I’m against picketing, but I don’t know how to show it. These sorts of off-the-wall jokes made Mitch Hedberg one of the most hilarious comedians of our time. Here’s a list of the best Mitch Hedberg quotes.
"I’m against picketing…but I don’t know how to show it."
"I haven’t slept for ten days… because that would be too long."
"When someone tries to hand me a flyer, it’s kind of like they’re saying, "Here, you throw this away.""
"Rice is great when you’re hungry and you want 2,000 of something."
"I think foosball is a combination of soccer and shish kabobs."
"When I think of something that’s funny, I go get a pen and I write it down. Or if the pen’s too far away, I have to convince myself that what I thought of ain’t funny."

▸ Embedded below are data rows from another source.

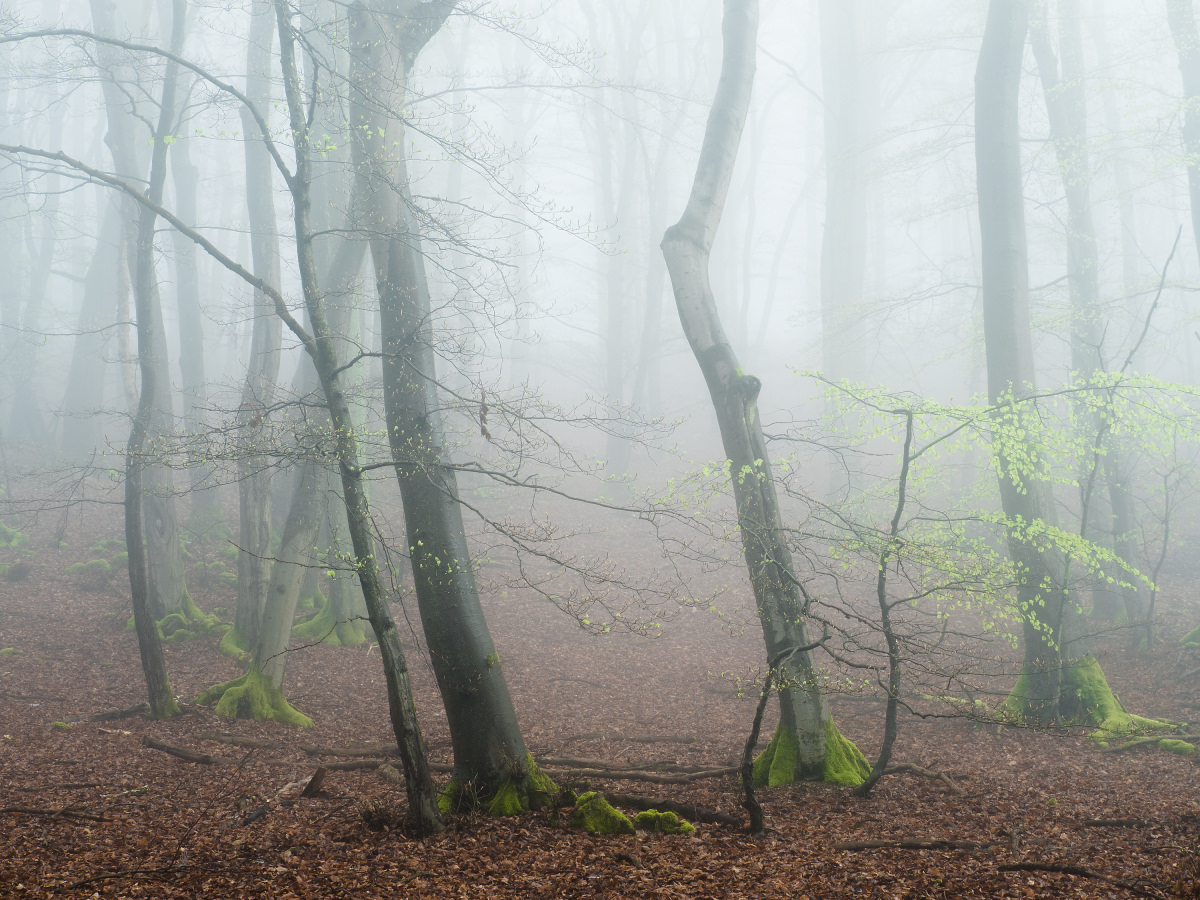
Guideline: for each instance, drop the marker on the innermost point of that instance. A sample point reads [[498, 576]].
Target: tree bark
[[808, 743], [490, 751]]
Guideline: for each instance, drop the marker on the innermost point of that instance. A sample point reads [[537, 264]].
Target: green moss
[[234, 643], [594, 815], [844, 763], [779, 763], [252, 696], [511, 798], [663, 822], [1177, 747], [1085, 700]]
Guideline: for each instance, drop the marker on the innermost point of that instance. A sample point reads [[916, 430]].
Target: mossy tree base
[[779, 763], [327, 628], [185, 625], [594, 815], [1085, 699], [511, 798], [252, 696]]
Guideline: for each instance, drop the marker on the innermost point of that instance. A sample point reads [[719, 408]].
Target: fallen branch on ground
[[916, 845], [1081, 871], [55, 813], [924, 773]]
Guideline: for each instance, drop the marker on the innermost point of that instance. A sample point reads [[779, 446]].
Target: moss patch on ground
[[594, 815], [252, 696], [663, 822], [327, 628], [511, 798], [1085, 689], [779, 763]]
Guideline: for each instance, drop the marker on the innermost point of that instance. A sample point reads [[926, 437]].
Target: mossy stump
[[252, 696], [1085, 699], [594, 815], [780, 762]]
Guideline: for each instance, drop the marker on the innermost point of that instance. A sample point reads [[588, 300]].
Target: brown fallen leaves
[[95, 810]]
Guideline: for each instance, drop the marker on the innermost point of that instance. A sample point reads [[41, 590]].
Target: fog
[[870, 324]]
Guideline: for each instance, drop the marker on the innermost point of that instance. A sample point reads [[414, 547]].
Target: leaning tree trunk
[[807, 743], [322, 349], [1066, 100], [1181, 17], [168, 592], [491, 761], [263, 367], [145, 298]]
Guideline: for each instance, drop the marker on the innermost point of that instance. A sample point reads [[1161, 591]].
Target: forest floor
[[88, 809]]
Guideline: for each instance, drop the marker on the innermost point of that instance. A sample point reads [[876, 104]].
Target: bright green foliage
[[325, 628], [252, 696], [1085, 688], [779, 763], [663, 822], [594, 815], [234, 643], [1177, 747]]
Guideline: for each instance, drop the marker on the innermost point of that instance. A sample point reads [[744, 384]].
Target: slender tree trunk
[[1181, 17], [807, 743], [490, 751], [263, 367], [145, 297]]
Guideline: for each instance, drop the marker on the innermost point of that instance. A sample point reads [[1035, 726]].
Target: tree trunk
[[1181, 17], [807, 743], [491, 761]]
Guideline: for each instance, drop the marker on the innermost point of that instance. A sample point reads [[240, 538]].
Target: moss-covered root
[[234, 643], [252, 696], [327, 628], [780, 762], [663, 822], [594, 815], [184, 625], [511, 798], [1085, 700]]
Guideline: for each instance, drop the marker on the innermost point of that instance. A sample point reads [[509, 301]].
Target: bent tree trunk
[[263, 367], [491, 760], [322, 349], [1067, 109], [1059, 681], [807, 744]]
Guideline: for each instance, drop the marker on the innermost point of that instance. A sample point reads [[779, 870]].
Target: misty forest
[[599, 448]]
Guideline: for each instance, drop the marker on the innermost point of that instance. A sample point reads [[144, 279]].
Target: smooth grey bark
[[205, 501], [263, 366], [489, 748], [138, 467], [84, 396], [1066, 100], [687, 247], [1181, 18]]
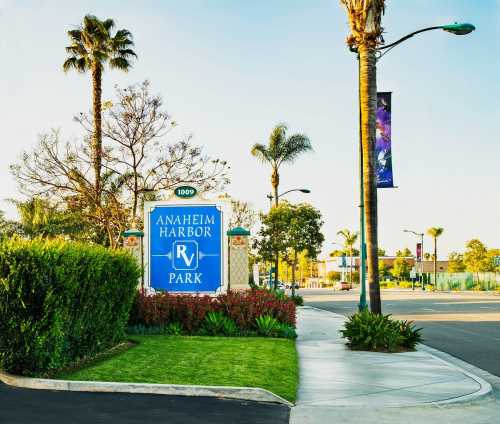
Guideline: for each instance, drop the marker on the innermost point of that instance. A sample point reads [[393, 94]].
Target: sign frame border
[[222, 203]]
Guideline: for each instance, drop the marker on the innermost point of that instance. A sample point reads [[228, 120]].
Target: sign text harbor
[[185, 251]]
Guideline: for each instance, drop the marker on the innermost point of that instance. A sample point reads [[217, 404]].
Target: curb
[[485, 389], [242, 393]]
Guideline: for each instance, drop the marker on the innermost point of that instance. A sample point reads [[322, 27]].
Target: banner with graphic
[[383, 148]]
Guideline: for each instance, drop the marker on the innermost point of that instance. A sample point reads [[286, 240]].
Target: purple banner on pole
[[383, 148]]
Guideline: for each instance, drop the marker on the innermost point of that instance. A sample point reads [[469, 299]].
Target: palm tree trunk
[[435, 261], [294, 264], [96, 148], [368, 94], [275, 181], [350, 265]]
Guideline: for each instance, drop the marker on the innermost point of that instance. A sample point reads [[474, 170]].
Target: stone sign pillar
[[132, 241], [238, 258]]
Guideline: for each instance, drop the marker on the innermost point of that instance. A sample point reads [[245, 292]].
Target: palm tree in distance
[[92, 46], [365, 18], [435, 232], [279, 150], [349, 241]]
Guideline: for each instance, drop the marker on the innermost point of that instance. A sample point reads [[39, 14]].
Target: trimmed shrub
[[60, 302], [368, 331], [191, 310], [267, 325]]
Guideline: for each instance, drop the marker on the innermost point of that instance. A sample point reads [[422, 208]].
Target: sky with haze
[[229, 70]]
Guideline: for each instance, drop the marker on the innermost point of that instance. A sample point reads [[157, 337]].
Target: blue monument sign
[[185, 247]]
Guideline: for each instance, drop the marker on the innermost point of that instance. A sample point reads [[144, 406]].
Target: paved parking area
[[21, 406]]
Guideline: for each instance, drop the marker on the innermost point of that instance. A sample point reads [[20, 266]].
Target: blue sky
[[230, 70]]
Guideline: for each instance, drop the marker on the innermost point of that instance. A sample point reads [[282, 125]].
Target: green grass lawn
[[212, 361]]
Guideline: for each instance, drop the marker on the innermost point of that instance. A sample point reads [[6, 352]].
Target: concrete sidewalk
[[331, 376]]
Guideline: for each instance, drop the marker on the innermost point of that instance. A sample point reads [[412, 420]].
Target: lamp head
[[459, 28]]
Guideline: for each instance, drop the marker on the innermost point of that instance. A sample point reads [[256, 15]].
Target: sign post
[[132, 241], [186, 243]]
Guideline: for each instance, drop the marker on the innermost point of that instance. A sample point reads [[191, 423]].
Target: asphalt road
[[21, 406], [465, 325]]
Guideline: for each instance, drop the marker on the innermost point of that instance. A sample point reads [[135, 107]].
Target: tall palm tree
[[435, 232], [349, 241], [279, 150], [365, 18], [92, 46]]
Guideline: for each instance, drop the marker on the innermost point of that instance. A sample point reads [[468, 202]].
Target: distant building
[[342, 264]]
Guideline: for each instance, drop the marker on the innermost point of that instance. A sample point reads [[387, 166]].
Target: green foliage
[[60, 302], [411, 335], [229, 328], [375, 332], [218, 324], [476, 258], [456, 262], [41, 218], [214, 323], [281, 148], [266, 325], [93, 45], [269, 363], [285, 331], [174, 329]]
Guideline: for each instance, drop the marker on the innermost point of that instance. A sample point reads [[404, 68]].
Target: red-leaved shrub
[[190, 310]]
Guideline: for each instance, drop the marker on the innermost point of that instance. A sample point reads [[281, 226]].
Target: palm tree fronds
[[365, 17], [435, 232], [120, 63], [260, 151], [295, 146]]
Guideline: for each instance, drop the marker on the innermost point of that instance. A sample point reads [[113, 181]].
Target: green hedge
[[61, 301]]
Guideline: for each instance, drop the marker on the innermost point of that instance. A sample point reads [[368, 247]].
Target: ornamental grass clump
[[230, 314], [375, 332]]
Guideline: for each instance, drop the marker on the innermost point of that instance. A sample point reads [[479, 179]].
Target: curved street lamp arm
[[289, 191], [389, 46]]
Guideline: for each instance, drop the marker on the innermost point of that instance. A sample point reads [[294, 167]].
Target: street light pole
[[456, 29], [421, 235], [362, 305]]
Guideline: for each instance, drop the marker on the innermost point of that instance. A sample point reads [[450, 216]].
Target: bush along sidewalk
[[61, 302], [373, 332], [255, 312]]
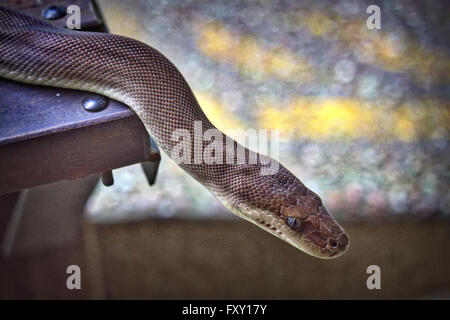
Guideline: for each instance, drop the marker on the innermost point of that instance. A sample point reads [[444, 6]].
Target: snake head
[[281, 205], [312, 229]]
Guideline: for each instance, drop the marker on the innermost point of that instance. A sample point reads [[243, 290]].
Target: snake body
[[129, 71]]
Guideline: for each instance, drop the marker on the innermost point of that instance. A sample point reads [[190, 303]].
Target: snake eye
[[293, 222]]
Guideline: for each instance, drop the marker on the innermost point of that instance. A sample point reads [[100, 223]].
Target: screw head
[[54, 12], [95, 103]]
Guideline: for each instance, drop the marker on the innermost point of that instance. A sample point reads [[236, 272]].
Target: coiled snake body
[[33, 51]]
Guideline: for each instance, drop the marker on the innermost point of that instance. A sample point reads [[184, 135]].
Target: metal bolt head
[[54, 12], [95, 103]]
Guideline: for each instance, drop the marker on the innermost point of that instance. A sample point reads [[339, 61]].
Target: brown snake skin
[[33, 51]]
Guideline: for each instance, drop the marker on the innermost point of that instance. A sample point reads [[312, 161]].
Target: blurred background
[[363, 117]]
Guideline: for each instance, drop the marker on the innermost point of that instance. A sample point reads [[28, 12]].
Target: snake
[[33, 51]]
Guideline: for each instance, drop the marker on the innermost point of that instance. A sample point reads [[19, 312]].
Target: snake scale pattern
[[33, 51]]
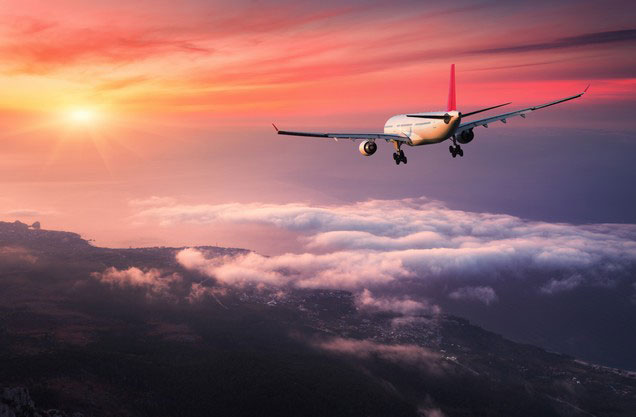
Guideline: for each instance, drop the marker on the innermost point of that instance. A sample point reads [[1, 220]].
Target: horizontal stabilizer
[[483, 110]]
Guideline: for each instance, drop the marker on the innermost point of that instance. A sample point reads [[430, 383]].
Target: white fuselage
[[423, 131]]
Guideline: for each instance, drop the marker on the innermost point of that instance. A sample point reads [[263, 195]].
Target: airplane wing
[[351, 136], [505, 116]]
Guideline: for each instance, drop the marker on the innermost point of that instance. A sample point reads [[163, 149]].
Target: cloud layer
[[377, 243]]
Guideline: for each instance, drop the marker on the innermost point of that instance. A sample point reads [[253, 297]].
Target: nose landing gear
[[455, 149], [399, 157]]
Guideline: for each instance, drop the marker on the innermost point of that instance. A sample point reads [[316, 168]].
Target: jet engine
[[466, 136], [368, 148]]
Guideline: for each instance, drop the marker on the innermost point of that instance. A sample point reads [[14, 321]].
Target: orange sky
[[176, 86]]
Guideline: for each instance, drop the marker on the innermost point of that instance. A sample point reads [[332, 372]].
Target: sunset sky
[[110, 109]]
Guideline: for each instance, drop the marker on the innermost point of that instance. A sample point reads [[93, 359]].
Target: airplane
[[417, 129]]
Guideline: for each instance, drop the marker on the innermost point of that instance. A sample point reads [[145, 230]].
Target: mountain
[[130, 332]]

"Mr. Pibb is a replica of Dr. Pepper, but it’s a bullsh*t replica, cause dude didn’t even get his degree! Why’d you have to drop out and start making pop so soon?"
"You don’t have to be sweaty and holding a basketball to enjoy a Gatorade. You could just be a thirsty dude. Gatorade forgets about this demographic. I’m thirsty for absolutely no reason. Other than the fact that liquid has not touched my lips for some time. Can I have a Gatorade too, or does that lightning bolt mean no?"
"Every McDonald’s commercial ends the same way: ‘Prices and participation may vary.’ I want to open a McDonald’s and not participate in anything. I wanna be a stubborn McDonald’s owner. I’ll say, “Cheeseburgers? Nope! We got spaghetti! And blankets! But we are not affiliated with that clown. He attracts too many children.”“
"People associate long hair with drug use. I wish long hair was associated with something other than drug use… like an extreme longing for cake. And then strangers would see a long haired guy and say, "That guy eats cake. He is on bunt cake." Mothers saying to their daughters, "Don’t bring the cake-eater over here anymore. He smells like flour. Did you see how excited he got when he found out your birthday was fast approaching?""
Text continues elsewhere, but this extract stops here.